Paul and Jean Harris on a 1927 trip to Veracruz, Mexico. Death of a legend In December 1945, the Harrises traveled to Tuskegee, Alabama, for the winter months, a trip they had made many times. He was not feeling well when they departed from Chicago by train. Shortly after they arrived, Harris received word that Sylvester Schiele, one of Rotary s four founding members, had died. In early 1946, Harris contracted influenza. Chesley R. Perry, a member of the Rotary Club of Chicago and Rotary s general secretary from 1910 to 1942, traveled to Tuskegee and reported that Harris was receiving good medical advice but remained weak: He has had some lung trouble over many years. He was not getting the proper amount of sleep, nor proper nourishment. The Harrises did not return to Chicago until 28 March 1946 and did not make the trip to Tuskegee the next year. Harris died 27 January 1947 in Chicago at age 78 after his prolonged illness. Funeral services were held at Morgan Park Congregational Church on Chicago s South Side. Three Rotary leaders spoke: Perry, Past RI President T.A. Warren, and then RI President Richard Hedke. Past presidents of the Rotary Club of Chicago served as pallbearers. Harris had made it known that he preferred contributions to The Rotary Foundation upon his death in lieu of flowers. Days before he died, Rotary leaders had re-committed the organization to satisfying a 1938 resolution to raise $2 million. (At that time, the Foundation had about $650,000 in its accounts.) Upon news of his death, the Paul Harris Memorial Fund was created

as a way to solicit these funds.

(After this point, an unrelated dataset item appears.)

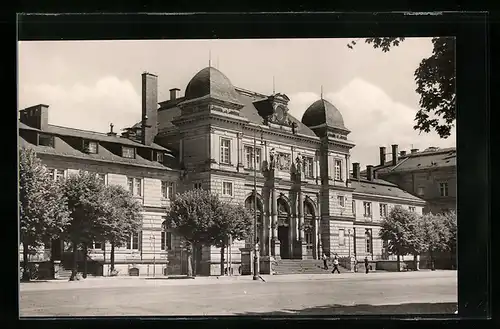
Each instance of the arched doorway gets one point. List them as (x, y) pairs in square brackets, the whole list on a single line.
[(309, 228), (250, 205), (284, 228)]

Rotarians were encouraged to commemorate the late founder of Rotary by contributing to the fund, which would be used for purposes dear to Harris's heart. The Paul Harris Memorial Fund was earmarked to help establish Rotary Foundation Fellowships for advanced study, thereby fulfilling one of the four new Foundation objectives approved by the RI Board of Directors and The Rotary Foundation Board of Trustees in January 1946. At its May/June 1947 meeting, the Board of Directors allocated $60,000 of the $228,000 raised to support the program. (Although initially restricted to 10 fellowships, the program ended up supporting 18 fellows in its first year). During the first year, the program was known as the Paul Harris Foundation Fellowships for advanced study. Paul Harris s headstone at Mount Hope Cemetery on the South Side of Chicago. Silvester Schiele, the first president of the Rotary Club of Chicago, is buried a few feet away. Jean Harris is buried in Scotland. Timeline 1. 1868 Paul P. Harris is born in Racine, Wisconsin, USA, on 19 April. 2. 1871 Harris, age three, and brother Cecil, age five, move to Wallingford, Vermont, in July. 3. 1881 Jean Thomson is born in Edinburgh, Scotland, on 8 November. 4. 1886 The faculty of the University of Vermont votes on 11 December that Harris and three others be indefinitely suspended from college upon recommendation of the Committee on Discipline. 5. 1888 Harris's grandfather dies in Vermont on 17 March. 6. 1891 Harris graduates from the University of Iowa with a Bachelor of Laws on 1 June. 7. 1896 Harris moves to Chicago and begins practicing law in February. 8. 1910 Harris meets Jean in March, and they wed on Saturday, 2 July. Harris is elected the first president of the National Association of Rotary Clubs in August, a position he holds until the international convention in August 1912. 9. 1912 The Harrises purchase a home and name it Comely Bank. 10. 1919 The University of Vermont awards Harris an honorary Bachelor of Arts (accompanied by an apology for his expulsion in 1886). It awarded him an honorary Doctor of Laws on 19 June 1933.

11. 1930 Harris attends the RI Convention in Chicago, his first since 1915. He also attended international conventions in 1933, 1934, 1935, 1937, 1938, 1939, 1941, 1942, 1943, and 1944. 12. 1947 On 27 January, Harris dies in Chicago at age 78. 13. 1963 On 9 November, Jean Thomson Harris dies in Edinburgh, Scotland, at age 82.